Rue Léopold :  » Un quartier abandonné « 

Propriétaire de la maison voisine de celle qui a explosé rue Léopold, à Liège, Nicolas Bohet était le logeur des jeunes de Hannut et de Saint-Vith, morts dans la catastrophe. Il est sorti de son silence en leur mémoire.

Le Vif/L’Express : Votre immeuble, au numéro 20, a été emporté par l’explosion qui s’est produite au numéro 18 de la rue Léopold. Pourquoi parlez-vous au Vif/L’Express ?

Nicolas Bohet : Si je ne le fais pas aujourd’hui, autant quitter Liège à jamais. J’ai acheté cet immeuble en 2004, en contractant un prêt important parce qu’architecturalement – il est de style haussmannien – il me plaisait beaucoup. Je l’ai rénové impeccablement et j’y ai attiré des locataires extraordinaires, des jeunes gens formidables qui démarraient dans la vie. Mais, alors qu’à ma petite échelle, en tant que privé, j’essayais de faire quelque chose pour ce quartier, la Ville, elle, l’a laissé dépérir. Elle a trop peu fait, selon moi, pour lutter contre le sentiment d’insécurité et les propriétaires négligents ou spéculateurs. Je ne dis pas qu’elle est responsable de ce qui s’est passé. Je dis que cette catastrophe s’est produite dans un contexte particulier d’abandon, à une centaine de mètres de la place Saint-Lambert, de l’hôtel de ville et du commissariat de police.
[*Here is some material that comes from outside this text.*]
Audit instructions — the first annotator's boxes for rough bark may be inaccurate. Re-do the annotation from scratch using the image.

Certains disent que la police, découragée, demandait aux commerçants de noter les plaques d’immatriculation des véhicules ou les agissements suspects dans la rue. Est-ce vrai ?

Je ne suis pas commerçant, mais j’ai déjà entendu cette rumeur. De fait, la police n’était pas présente dans la rue, préférant surveiller la place Saint-Lambert. La nuit, il n’y avait plus personne. Les habitants et les commerçants n’avaient pas le sentiment d’être écoutés par les autorités. Or notre quartier est un lieu de va-et-vient permanent des toxicomanes, qui harcèlent et terrorisent le chaland, au point que les commerces ferment les uns après les autres. J’avais fait installer une barrière à l’entrée de mon immeuble pour que les locataires ne doivent pas les enjamber, dans le renfoncement de la porte.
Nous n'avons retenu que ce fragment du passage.